Les économistes de la BRI sont plus doués pour s'inquiéter que pour apporter des solutions et considèrent que le fait d'être prévenu est un accomplissement de leur rôle. Il n'y a pas de bonne solution aux mauvais conseils, même si certains d'entre eux ne se révèlent mauvais qu'après coup.
Le rapport sur l'emploi américain, publié vendredi, a fait état de 263 000 créations d'emplois non agricoles, un chiffre bien meilleur que les 200 000 prévus par les économistes. Cela a soulevé de nouvelles inquiétudes quant à la façon dont la pression salariale à la hausse peut contrebalancer les efforts de la Fed pour refroidir l'inflation, obligeant la banque centrale américaine à maintenir l'augmentation des taux.

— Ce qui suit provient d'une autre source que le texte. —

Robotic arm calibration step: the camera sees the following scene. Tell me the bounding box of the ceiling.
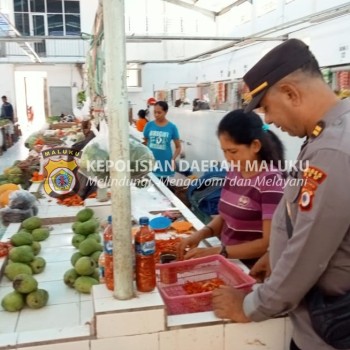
[163,0,252,16]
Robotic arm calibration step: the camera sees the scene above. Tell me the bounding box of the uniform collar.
[310,99,350,139]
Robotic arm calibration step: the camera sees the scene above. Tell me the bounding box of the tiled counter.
[0,176,291,350]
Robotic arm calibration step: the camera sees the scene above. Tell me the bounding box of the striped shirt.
[219,170,283,245]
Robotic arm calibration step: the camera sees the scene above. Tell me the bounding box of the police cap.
[243,39,313,112]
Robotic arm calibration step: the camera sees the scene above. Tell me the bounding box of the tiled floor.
[0,223,93,347]
[0,137,29,239]
[0,137,29,174]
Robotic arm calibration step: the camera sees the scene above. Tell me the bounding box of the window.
[15,13,30,35]
[46,0,63,13]
[30,0,45,12]
[47,15,64,36]
[13,0,29,12]
[13,0,80,36]
[64,0,80,13]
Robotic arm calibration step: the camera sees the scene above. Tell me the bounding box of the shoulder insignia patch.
[299,166,327,211]
[303,166,327,184]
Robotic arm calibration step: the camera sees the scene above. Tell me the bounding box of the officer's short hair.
[243,39,320,112]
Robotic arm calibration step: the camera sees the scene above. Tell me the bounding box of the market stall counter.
[0,175,291,350]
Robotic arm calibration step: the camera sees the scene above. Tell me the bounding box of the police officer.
[213,39,350,350]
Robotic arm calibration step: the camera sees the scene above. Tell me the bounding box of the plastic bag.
[0,206,38,226]
[79,120,109,180]
[129,139,155,179]
[79,120,155,181]
[9,190,36,210]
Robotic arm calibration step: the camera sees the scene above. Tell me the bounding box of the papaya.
[32,227,50,241]
[0,183,19,195]
[76,208,94,222]
[11,232,33,247]
[22,216,42,231]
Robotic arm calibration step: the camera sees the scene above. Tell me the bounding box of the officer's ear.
[278,82,301,107]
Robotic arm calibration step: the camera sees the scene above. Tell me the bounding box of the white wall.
[167,107,303,174]
[15,64,82,116]
[128,63,198,119]
[80,0,98,33]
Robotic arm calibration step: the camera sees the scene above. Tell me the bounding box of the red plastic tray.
[157,255,256,315]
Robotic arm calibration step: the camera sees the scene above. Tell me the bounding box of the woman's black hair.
[154,101,169,112]
[137,109,146,119]
[217,109,284,168]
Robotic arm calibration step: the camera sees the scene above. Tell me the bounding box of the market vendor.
[0,95,16,146]
[143,101,181,184]
[179,109,284,266]
[213,39,350,350]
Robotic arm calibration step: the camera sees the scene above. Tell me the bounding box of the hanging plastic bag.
[79,120,109,180]
[80,120,155,181]
[129,139,155,179]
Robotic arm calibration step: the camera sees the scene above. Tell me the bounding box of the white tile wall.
[16,303,79,332]
[17,340,90,350]
[0,310,19,336]
[91,333,160,350]
[159,324,224,350]
[167,311,222,328]
[96,309,165,338]
[79,300,94,325]
[17,326,90,346]
[93,284,164,314]
[224,318,285,350]
[0,325,18,348]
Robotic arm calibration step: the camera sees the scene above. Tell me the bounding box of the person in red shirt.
[135,109,148,132]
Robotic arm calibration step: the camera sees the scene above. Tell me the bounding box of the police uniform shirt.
[243,99,350,350]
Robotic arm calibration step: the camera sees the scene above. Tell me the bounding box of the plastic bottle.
[135,217,156,292]
[103,215,114,290]
[98,252,105,283]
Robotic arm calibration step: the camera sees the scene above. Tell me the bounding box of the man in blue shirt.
[143,101,181,180]
[0,96,16,149]
[1,96,14,123]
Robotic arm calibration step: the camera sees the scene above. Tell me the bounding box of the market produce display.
[0,155,40,189]
[1,217,49,312]
[1,273,49,312]
[0,190,38,226]
[63,208,103,293]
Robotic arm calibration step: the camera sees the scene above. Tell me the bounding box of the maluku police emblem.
[44,159,78,197]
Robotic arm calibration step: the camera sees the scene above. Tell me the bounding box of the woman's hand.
[249,252,271,283]
[184,247,221,260]
[212,286,250,323]
[177,231,203,260]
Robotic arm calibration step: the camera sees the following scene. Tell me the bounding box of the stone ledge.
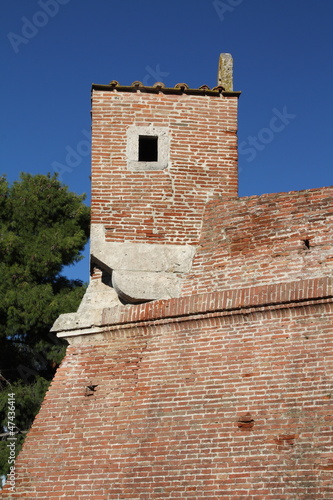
[51,277,333,337]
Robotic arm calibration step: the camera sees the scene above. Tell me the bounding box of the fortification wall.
[2,279,333,500]
[182,187,333,295]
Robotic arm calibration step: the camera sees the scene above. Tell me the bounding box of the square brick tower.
[82,54,240,307]
[1,54,333,500]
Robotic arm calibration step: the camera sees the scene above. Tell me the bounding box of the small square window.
[126,124,170,170]
[139,135,158,161]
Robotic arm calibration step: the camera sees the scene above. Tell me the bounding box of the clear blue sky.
[0,0,333,281]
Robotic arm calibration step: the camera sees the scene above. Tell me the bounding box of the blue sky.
[0,0,333,281]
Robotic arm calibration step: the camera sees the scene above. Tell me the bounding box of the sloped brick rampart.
[2,278,333,500]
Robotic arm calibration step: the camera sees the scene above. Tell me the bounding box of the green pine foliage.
[0,174,89,476]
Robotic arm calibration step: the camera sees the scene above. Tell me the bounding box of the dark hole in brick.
[139,135,158,161]
[303,240,310,250]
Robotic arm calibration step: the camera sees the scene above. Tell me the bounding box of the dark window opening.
[139,135,158,161]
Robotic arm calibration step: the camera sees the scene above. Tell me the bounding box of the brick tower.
[2,54,333,500]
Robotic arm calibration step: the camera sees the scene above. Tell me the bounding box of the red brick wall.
[92,90,237,244]
[2,279,333,500]
[182,187,333,295]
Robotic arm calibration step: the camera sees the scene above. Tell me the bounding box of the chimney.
[217,54,233,92]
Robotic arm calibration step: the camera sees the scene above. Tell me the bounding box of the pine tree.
[0,174,89,476]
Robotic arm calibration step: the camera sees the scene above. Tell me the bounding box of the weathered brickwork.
[92,90,238,244]
[3,280,333,500]
[0,63,333,500]
[183,187,333,295]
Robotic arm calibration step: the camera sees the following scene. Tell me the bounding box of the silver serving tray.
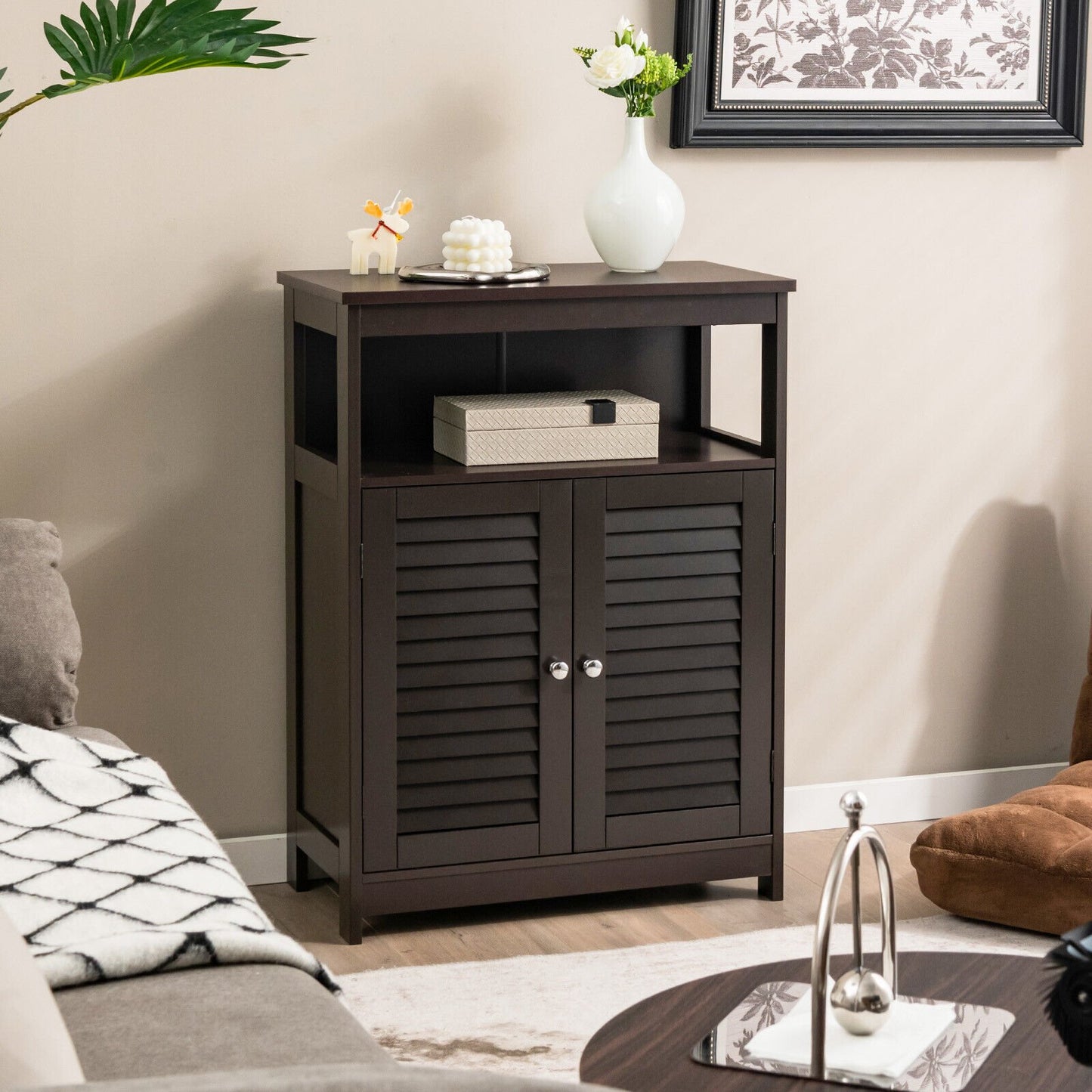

D'autres bonnes et mauvaises nouvelles sont apparues lundi, les données montrant une performance plus forte que prévu dans le secteur des services, et des commandes d'usine a également été plus élevé que prévu. En bref, l'économie américaine est plus résistante que prévu, ce qui maintient la pression sur les salaires et a conduit le Dow Jones Industrial Average à perdre près de 500 points dans l'attente de nouvelles mesures de la Fed pour la refroidir.
Le marché du travail en Europe a également maintenu sa résilience. Les données publiées vendredi sur le chômage dans la zone euro ont montré que le taux de chômage est tombé à un niveau record de 6,5 % en octobre, contre 6,6 % le mois précédent, même si les grandes économies européennes sont confrontées à des pénuries d'énergie cet hiver dans le sillage de la guerre en Ukraine.
Le commissaire européen Paolo Gentiloni, qui supervise le département de l'économie à Bruxelles, a déclaré lundi que l'Europe tomberait en récession cet hiver, et qu'il pourrait bien falloir attendre le printemps pour que la croissance revienne.
L'office national des statistiques du Royaume-Uni a indiqué la semaine dernière que la croissance économique avait reculé de 0,2 % au troisième trimestre, marquant le début d'une récession largement attendue. Cette contraction mettait fin à cinq trimestres de croissance positive et indiquait que le reste de l'Europe ne serait pas loin derrière.
Toutefois, la Commission européenne a prévu une croissance positive pour toute l'année 2023, après une contraction au quatrième trimestre de cette année et au premier trimestre de l'année prochaine.
La Banque centrale européenne continuera de marcher sur une corde raide en matière de hausse des taux d'intérêt, cherchant à freiner l'inflation et à favoriser la croissance avec une hausse de 50 points de base lors de la réunion de son conseil des gouverneurs la semaine prochaine. Les gouverneurs des banques centrales de France et d'Irlande ont ajouté leurs voix à celles des responsables politiques appelant à une modération des hausses après deux augmentations de 75 points de base.